Differences in treatment methods depending on the scale of institution were among other issues to be addressed. In this study, of 305 registered institutions, 102 small-volume institutions did not have patients treated with RT, and 77.0% of patients in these institutions did not undergo CTX. This outcome suggested that, in some small-volume institutions, only surgery was performed, and adjuvant therapy, such as RT and CTX, was administered after the transfer to another high-volume institution. Because of the complexity of diagnosis with the introduction of molecular diagnosis and diversification of treatment modalities, the current standard multimodal treatment for patients with GBM seems to be not manageable in most small-volume institutions. However, in the comparison between the TMZ alone and TMZ–BEV groups, no significant difference was observed in the distribution of patients depending on the scale of institution. This outcome also suggested that high level and newly introduced treatments have been widely performed for patients with GBM in various institutions. To resolve this contradiction, further analysis of population-based studies, such as JND, is expected.

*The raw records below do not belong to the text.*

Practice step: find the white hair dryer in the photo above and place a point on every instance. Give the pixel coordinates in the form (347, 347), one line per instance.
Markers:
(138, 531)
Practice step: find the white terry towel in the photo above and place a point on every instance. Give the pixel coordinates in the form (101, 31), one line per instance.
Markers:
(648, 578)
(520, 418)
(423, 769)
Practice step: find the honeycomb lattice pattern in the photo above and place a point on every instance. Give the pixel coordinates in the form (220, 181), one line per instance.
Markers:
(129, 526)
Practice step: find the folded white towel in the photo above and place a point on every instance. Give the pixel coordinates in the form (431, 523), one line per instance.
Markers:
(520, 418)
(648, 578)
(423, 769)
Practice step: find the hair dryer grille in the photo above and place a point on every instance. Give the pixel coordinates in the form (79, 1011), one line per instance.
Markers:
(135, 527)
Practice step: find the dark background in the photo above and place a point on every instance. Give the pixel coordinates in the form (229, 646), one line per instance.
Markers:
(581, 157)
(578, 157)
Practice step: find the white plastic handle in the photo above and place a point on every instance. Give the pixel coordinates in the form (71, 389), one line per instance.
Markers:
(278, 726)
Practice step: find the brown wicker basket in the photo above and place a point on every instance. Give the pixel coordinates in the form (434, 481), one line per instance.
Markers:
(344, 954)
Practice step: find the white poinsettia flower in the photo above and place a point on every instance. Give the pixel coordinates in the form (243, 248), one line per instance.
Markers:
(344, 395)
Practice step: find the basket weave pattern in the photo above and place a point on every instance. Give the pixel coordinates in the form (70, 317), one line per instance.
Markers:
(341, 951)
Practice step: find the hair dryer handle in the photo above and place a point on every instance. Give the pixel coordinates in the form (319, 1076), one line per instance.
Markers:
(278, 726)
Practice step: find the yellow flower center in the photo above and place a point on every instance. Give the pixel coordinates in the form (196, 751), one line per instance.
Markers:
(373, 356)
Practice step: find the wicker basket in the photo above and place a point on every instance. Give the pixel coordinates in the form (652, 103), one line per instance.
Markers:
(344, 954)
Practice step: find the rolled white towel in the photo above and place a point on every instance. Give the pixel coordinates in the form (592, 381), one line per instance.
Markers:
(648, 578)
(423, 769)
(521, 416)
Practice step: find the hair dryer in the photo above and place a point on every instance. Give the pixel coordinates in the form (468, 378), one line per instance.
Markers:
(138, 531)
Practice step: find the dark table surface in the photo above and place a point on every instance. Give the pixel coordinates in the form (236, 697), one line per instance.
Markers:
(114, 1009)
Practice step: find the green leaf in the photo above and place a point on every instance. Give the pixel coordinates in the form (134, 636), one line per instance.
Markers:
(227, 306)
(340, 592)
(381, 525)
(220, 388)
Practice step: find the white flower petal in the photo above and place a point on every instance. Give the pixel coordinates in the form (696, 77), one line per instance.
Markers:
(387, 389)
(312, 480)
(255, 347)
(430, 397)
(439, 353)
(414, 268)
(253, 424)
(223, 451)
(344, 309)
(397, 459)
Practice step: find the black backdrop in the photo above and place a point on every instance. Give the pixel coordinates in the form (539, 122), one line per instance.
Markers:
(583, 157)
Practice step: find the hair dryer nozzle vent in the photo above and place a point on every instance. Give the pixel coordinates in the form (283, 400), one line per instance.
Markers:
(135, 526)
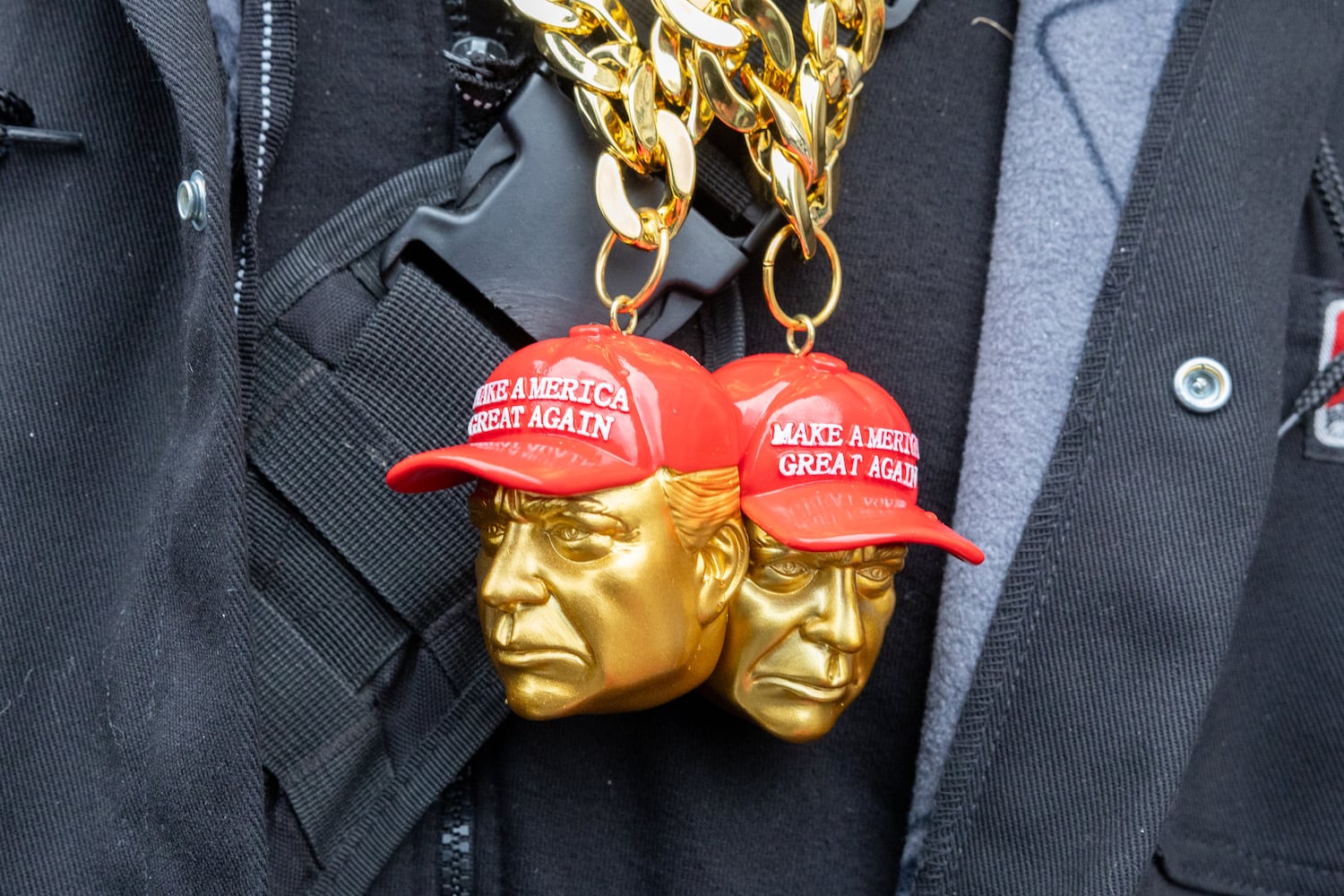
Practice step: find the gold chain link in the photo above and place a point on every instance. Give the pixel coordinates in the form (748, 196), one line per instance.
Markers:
(650, 107)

There are several limitations in this study. First, detailed information concerning the performance status of patients, genetic markers, tumor size, and extent of resection was not available in the DPC database. Second, the DPC database only includes mortality data for the corresponding admission period, and information on patient outcomes after discharge was not included. Because the survival rate could not be calculated, and outpatient data were not included, the efficacy of the treatments in the survival of patients with GBM (e.g., first-line BEV, carmustine wafers implants, IMRT) could not be analyzed. The DPC database only revealed the type of treatment; therefore, there is a need for further investigations combining the DPC database with other data after discharge to assess survival data. Third, the data regarding medical costs should be carefully interrupted. Although the medical costs of the patients treated with TMZ combined with BEV were higher than those of the patients treated with TMZ alone, the breakdown of the medical costs was not available in the DPC database. The medical costs might have increased due to BEV usage and long-term hospitalization. However, the tumor removal was more expensive than stereotactic biopsy, which was frequently performed in the patients treated with TMZ combined with BEV. Recently, elderly patients, who are more likely to be administered BEV at an early stage, have been treated with short course radiotherapy [23], which is cheaper than a conventional one. We should consider these factors to strictly analyze the medical costs. Furthermore, in the DPC database system, the attending physician is responsible for inputting all clinical data for each patient, so there is a potential risk of inaccurate data. In addition, the outcomes in this study may not strictly reflect the current state of treatment in Japan, because not all institutions in Japan were registered in the J-ASPECT study. Despite several limitations, up-to-date information has been accumulated in the DPC database, and nationwide studies using the DPC database could provide new evidence for clinical practice from a general population reflecting real-world conditions.